At bit.ly, we study behaviour on the internet by capturing clicks on shortened URLs. This link traffic comes in many forms, yet when studying human behaviour, we are only interested in 'organic' traffic: the traffic patterns caused by actual humans clicking on links that have been shared on the social web. This session will look at a model to extract and analyze these patterns by employing Python/Numpy, Streaming Hadoop, and machine learning. This model lets us extract the traffic we’re interested in from the variety of patterns generated by inorganic entities following bit.ly links.

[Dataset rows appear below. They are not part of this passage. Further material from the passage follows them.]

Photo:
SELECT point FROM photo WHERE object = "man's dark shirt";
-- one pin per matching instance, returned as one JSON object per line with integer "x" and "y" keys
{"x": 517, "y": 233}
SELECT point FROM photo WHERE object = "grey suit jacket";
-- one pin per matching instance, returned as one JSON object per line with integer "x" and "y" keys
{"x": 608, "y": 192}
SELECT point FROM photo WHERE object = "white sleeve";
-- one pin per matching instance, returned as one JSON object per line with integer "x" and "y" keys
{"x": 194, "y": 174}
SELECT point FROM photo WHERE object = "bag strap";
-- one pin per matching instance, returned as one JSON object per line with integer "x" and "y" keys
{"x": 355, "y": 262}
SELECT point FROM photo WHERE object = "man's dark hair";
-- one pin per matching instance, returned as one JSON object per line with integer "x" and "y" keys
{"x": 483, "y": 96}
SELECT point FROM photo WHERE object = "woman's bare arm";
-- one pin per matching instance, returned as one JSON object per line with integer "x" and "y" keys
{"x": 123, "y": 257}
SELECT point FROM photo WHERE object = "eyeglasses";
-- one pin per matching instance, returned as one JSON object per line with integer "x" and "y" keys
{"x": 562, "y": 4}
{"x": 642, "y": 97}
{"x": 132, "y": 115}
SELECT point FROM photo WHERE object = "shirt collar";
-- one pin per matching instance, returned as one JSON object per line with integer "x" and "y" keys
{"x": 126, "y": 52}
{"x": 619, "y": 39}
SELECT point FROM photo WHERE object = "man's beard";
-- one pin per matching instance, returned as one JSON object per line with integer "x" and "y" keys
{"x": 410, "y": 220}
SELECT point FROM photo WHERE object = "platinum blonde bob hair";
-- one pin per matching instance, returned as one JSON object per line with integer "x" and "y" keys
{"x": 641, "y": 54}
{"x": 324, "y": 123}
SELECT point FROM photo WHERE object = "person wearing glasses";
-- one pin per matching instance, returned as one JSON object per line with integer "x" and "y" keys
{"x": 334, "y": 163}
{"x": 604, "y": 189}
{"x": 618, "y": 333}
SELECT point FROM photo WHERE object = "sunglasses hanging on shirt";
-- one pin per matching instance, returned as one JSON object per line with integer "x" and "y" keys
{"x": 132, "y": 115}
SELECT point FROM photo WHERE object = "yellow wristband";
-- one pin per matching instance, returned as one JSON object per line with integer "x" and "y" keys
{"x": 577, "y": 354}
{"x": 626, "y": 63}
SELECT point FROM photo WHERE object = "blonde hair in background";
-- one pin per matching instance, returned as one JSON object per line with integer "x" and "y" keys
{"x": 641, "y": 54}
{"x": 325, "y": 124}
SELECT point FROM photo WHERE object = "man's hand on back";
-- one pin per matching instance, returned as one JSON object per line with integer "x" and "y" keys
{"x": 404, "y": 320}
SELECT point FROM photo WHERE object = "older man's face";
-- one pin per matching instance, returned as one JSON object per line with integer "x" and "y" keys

28. SUN CITY PALM DESERT - SUN CITY SHADOW HILLS CA Tours, MLS, Plans, Info, MORE http://bit.ly/nda6QH+ TOP SALE Viagra from USD 0.90 per pill, Cialis from USD 1.75 per pill
29.
30. SUN CITY PALM DESERT - SUN CITY SHADOW HILLS CA Tours, MLS, Plans, Info, MORE http://imageshack.us/clip/my-videos/8/tcib.mp4/ 2011 CMA Nominees | Playlist | VEVO TOP SALE Viagra from USD 0.90 per pill, Cialis from USD 1.75 per pill National Association for College Admission Counselling log-in
31.
32. Free Game For Kids Registration - Pittsburgh Penguins - Fan Zone (2756 clicks) Video: Carra's top five transfers - Liverpool FC (915 clicks) Clip of the Week: Toews Nails Tot | NBC Chicago (179 clicks) Allegro.pl nie działa (919 clicks) DallasCowboys.com - Official Site of the Dallas Cowboys (683 clicks) Mao’s Room (2339 clicks) Manchester United Official Web Site - Ashley Young was long term United target (526 clicks) Shocking! Lady Gaga Poses Sans Makeup for Harper's Bazaar Cover - UsMagazine.com (12288 clicks) Runway - Runway TV Collections Fashion Magazine - Nick Carter: From the Backstreet to Taking Off (3662 clicks) The GQ&A: Drive Director Nicolas Winding Refn (601 clicks)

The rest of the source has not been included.